Automatically Detecting Incoherent Written Math Answers of Fourth-Graders

Automatically Detecting Incoherent Written Math Answers of Fourth-Graders: Comparison

Please note this is a comparison between Version 1 by Roberto Araya and Version 2 by Camila Xu.

Arguing and communicating are basic skills in the mathematics curriculum. Making arguments in written form facilitates rigorous reasoning. It allows peers to review arguments, and to receive feedback about them.

written short answers
incoherent answer detection
natural language processing

1. Introduction

Arguing and communicating are basic skills in the mathematics curriculum. For example, in the U.S. Common Core State Standards for Mathematics (CCSSM) [1], it is stated that students should, “construct viable arguments and critique the reasoning of others”. According to the CCSSM, mathematically proficient students should “understand and use stated assumptions, definitions, and previously established results in constructing arguments”. In the case of elementary students, they should be able to "construct arguments using concrete referents such as objects, drawings, diagrams, and actions. Such arguments can make sense and be correct, even though they are not generalized or made formal until later grades”. The CCSSM establishes that all students at all grades should be able to “listen or read the arguments of others, decide whether they make sense, and ask useful questions to clarify or improve the arguments”. In Chile, the National Standards for Mathematics also has arguing and communication as one of the four core mathematics skills for all grades. An extensive literature supports the inclusion of these elements in the mathematics curricula of different countries, emphasizing the importance of developing the ability to argue and communicate in mathematics. For example, [2] states that students in grades 3 to 5 should learn to create general arguments and learn to critique their own and others’ reasoning. Mathematics instruction should help students learn to communicate solutions with teachers and with peers ^[3][4][3,4].

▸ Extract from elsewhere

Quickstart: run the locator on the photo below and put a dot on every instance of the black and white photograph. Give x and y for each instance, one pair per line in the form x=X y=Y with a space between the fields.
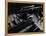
x=25 y=17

However, this is not an easy task. For example, an analysis of third-grade German textbooks found that no more than 5–10% of all textbook tasks ask for reasoning [5]. The same situation happens in other countries. In Chile, for example, textbooks and national standardized tests do not have explicit reasoning or communication questions.

On the other hand, the process of arguing and communicating in writing has several additional advantages over doing so only verbally. It allows students to reason immediately and visually about the correctness of their solution [6]. It also supports reasoning and the building of extended chains of arguments. Writing facilitates critique of the reasoning of others [1], reviewing the argumentation of peers, and receiving feedback from them. Although writing in mathematics can serve many purposes [7].

Developing arguing and communication competencies in mathematics for elementary school classrooms is a great challenge. If, in addition, the teacher wants the students to do so in writing, then there are several additional implementation challenges. It requires at least two conditions: all students should be able to write their answers and all should be able to comment on answers written by peers. At the same time, they should receive immediate feedback.

One solution is to use online platforms. The teacher poses a question and in real time receives the answers from the students. Giving feedback should take one or two minutes. This is possible since fourth graders in our population typically write answers of eight to nine words. However, reviewing the answers in their notebook or smartphone is very demanding for the teacher. The teacher must review 30 answers in real time. To facilitate the revision, the first task is to automate the detection of incoherent answers. These answers can reflect a negative attitude of the student. They can also show an intention not to respond. Thus, automatic detection enables the teacher to immediately require correction of them.

Some incoherent answers are obvious. For example, “jajajajah”. Others are more complex. They require some degree of understanding of the question and the answer and the ability to compare them.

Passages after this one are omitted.